The Akt/mammalian target of rapamycin (mTOR) pathway is often activated in patients with synovial sarcoma, and activation of the pathway is associated with worse outcomes, according to a new study.
The Akt/mammalian target of rapamycin (mTOR) pathway is often activated in patients with synovial sarcoma, and activation of the pathway is associated with worse outcomes, according to a new study conducted in Japan.
Akt/mTOR, downstream of PI3K, “is regarded as oncogenic and has the potential to be a therapeutic target,” wrote authors led by Nokitaka Setsu, MD, PhD, of Kyushu University in Fukuoka, Japan. “The prognostic impact of the activation of this pathway, however, remains to be clarified.”

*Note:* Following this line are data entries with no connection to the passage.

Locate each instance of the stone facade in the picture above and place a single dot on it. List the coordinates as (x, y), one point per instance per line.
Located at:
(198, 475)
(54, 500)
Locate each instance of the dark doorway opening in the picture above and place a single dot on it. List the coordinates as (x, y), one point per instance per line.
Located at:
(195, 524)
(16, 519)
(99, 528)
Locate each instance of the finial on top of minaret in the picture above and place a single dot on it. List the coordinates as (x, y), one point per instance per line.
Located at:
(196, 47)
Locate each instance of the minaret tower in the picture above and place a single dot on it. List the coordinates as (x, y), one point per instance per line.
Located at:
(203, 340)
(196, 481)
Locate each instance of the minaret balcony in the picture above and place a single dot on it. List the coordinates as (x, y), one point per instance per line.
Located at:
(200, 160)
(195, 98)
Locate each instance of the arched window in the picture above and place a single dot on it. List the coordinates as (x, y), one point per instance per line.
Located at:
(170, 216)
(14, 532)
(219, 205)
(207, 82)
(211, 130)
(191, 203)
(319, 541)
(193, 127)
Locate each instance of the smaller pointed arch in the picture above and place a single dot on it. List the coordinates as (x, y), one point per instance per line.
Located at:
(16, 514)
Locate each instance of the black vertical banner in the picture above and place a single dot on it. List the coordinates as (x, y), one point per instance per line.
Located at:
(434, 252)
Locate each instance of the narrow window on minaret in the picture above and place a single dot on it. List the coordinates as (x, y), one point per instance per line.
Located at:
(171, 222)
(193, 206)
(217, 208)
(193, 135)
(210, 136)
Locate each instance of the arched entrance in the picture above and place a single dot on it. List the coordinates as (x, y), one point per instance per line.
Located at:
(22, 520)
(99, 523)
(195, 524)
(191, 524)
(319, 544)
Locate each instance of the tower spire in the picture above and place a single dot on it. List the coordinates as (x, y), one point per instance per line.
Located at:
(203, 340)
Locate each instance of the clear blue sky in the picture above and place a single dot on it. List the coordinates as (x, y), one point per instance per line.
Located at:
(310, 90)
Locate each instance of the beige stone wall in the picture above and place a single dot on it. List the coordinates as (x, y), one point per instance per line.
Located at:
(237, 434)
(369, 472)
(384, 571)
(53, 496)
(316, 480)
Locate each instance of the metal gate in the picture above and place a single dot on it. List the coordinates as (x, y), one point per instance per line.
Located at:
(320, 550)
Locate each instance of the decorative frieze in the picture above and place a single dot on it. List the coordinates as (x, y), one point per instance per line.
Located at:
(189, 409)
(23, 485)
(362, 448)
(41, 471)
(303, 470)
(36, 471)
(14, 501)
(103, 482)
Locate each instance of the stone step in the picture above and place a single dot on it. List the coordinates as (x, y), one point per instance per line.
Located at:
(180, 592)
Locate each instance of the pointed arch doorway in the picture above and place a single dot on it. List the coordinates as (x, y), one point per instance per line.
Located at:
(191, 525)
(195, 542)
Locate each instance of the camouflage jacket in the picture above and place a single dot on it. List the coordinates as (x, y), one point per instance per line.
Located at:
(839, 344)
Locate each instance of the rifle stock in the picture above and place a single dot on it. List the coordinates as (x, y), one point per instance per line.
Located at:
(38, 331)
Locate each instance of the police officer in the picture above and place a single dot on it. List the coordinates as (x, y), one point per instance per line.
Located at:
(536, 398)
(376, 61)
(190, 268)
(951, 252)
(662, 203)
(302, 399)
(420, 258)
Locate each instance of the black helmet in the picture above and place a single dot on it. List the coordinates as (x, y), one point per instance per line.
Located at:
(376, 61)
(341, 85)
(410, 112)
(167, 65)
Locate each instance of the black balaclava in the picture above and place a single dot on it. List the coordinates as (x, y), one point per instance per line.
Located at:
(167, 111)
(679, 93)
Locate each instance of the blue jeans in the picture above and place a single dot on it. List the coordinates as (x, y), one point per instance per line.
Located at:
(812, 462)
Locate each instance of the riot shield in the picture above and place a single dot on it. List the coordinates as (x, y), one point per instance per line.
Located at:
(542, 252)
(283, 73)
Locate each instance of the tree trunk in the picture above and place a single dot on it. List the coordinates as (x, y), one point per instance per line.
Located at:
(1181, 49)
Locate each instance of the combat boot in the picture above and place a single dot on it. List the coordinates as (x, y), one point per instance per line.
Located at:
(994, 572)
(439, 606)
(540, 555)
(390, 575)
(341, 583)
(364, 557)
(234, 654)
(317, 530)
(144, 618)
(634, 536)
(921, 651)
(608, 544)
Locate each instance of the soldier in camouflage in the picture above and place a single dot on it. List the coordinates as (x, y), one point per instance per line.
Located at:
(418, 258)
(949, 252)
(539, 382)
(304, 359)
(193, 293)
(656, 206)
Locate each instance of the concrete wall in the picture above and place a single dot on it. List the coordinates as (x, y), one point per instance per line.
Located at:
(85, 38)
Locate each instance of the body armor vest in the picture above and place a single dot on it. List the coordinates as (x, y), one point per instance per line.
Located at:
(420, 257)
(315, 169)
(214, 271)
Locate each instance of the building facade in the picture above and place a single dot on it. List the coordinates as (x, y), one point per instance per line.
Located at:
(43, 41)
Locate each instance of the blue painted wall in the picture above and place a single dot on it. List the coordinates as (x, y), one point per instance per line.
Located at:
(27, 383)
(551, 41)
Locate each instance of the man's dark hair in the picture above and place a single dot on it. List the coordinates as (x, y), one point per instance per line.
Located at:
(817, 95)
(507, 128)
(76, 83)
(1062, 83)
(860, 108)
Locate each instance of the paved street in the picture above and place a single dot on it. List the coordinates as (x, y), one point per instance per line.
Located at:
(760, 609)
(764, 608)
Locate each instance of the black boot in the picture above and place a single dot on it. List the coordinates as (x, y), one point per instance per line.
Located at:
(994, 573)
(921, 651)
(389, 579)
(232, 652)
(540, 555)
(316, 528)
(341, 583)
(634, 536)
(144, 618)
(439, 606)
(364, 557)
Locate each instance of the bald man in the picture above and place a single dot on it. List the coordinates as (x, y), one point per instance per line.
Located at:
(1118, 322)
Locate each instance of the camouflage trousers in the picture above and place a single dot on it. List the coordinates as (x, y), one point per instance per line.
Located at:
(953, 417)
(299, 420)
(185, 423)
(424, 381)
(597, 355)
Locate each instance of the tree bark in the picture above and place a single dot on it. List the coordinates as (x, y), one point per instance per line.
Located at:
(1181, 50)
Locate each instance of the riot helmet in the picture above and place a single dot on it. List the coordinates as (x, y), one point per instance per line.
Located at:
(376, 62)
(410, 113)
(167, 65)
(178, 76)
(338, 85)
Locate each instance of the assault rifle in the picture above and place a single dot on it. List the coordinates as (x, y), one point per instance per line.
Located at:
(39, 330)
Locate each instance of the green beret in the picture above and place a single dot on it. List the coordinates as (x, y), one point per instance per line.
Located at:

In the new study, the investigators analyzed clinicopathologic data and phosphorylation status of samples from 112 patients with synovial sarcoma. Twenty-four samples were frozen and 120 were formalin-fixed, paraffin-embedded samples. The results of the study were published in the October 1 issue of Cancer.
The investigators looked for activation of a number of pathways and proteins in the samples. Akt was activated in 76.5% of the samples, and mTOR was activated in 67.6% of samples. The eukaryotic translation initiation factor 4E binding protein (4E-BP1) was activated in 59.6% of samples, and the S6 ribosomal protein was activated in 42.6% of the samples. Positive phosphorylated mTOR and 4E-BP1 were correlated with higher mitotic activity, and phosphorylated 4E-BP1 was linked to higher rates of necrosis.

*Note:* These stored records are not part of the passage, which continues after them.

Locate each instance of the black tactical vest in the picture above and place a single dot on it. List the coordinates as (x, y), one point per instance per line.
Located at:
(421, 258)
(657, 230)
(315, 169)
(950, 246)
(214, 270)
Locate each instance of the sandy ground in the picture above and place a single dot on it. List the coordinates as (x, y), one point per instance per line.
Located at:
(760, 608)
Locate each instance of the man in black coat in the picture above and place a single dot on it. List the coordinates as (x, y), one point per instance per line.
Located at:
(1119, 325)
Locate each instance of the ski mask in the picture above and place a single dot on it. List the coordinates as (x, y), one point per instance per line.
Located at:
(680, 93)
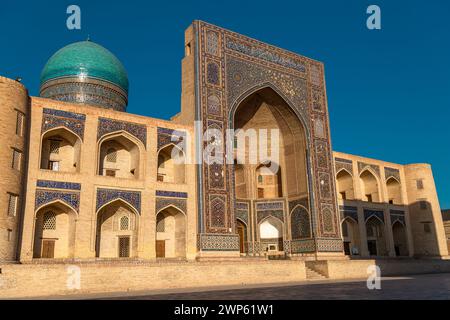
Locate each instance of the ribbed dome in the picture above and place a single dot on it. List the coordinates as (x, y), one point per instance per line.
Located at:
(85, 72)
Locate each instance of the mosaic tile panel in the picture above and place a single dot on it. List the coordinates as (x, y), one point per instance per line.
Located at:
(363, 166)
(105, 196)
(106, 126)
(368, 213)
(391, 172)
(302, 246)
(43, 197)
(169, 136)
(245, 66)
(162, 203)
(343, 164)
(172, 194)
(58, 185)
(52, 118)
(300, 223)
(218, 242)
(398, 215)
(349, 211)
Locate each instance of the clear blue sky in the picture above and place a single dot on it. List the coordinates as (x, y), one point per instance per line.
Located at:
(388, 90)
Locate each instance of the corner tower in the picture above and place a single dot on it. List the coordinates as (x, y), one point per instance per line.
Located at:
(14, 112)
(85, 72)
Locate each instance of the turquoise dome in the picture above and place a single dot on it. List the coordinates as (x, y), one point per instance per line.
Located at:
(85, 59)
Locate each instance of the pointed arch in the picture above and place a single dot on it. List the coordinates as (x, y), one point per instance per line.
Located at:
(171, 233)
(60, 150)
(54, 231)
(169, 168)
(370, 185)
(300, 223)
(394, 191)
(130, 155)
(113, 241)
(345, 185)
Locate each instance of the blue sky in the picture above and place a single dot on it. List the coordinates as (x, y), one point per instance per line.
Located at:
(388, 90)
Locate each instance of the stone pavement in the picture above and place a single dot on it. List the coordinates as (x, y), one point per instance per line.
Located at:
(431, 286)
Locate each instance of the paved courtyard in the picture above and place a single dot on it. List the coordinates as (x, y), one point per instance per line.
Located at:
(432, 286)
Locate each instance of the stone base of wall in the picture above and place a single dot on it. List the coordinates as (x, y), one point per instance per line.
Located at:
(34, 280)
(357, 269)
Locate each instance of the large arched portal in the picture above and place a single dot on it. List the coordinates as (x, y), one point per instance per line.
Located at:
(117, 225)
(351, 237)
(119, 156)
(265, 111)
(170, 233)
(54, 235)
(400, 242)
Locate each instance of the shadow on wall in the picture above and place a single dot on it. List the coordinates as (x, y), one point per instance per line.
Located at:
(376, 229)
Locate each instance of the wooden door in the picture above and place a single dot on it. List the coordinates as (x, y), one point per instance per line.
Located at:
(160, 248)
(48, 249)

Survival data were available for 108 patients; the 5-year overall survival (OS) rate in that cohort was 62%. Phosphorylated mTOR was correlated with poorer OS (P = .0016), as was phosphorylated 4E-BP1 (P = .007). On multivariate analysis, however, only positive pAkt test results were correlated with any change in survival, and in that case only event-free survival was shorter. Positive p-mTor showed a trend toward poorer OS, though it did not reach significance (P = .0593).
Twenty-seven of the patients received adjuvant chemotherapy, usually doxorubicin and ifosfamide. “Patients who had pAkt-positive tumors tended to show better responses (P = .0486), but not other molecules were correlated with responses to chemotherapy,” the researchers wrote. Also on multivariate analysis, the study showed that frequent mitosis (P = .0108) was a poor prognostic risk factor for OS, while male sex, visceral location, large tumor size, and frequent mitosis were all poor indicators for event-free survival.
Targeting these pathways could yield clinical benefit for patients with synovial sarcomas. In earlier clinical trials, the mTOR inhibitor ridaforolimus produced significantly prolonged progression-free survival in patients with soft-tissue sarcomas, though no difference in OS was found. Pazopanib also may act by suppressing the Akt pathway, according to results from a trial of soft-tissue sarcoma patients.
“These findings support the validity of molecular therapy targeting this pathway in patients with synovial sarcoma,” the authors concluded.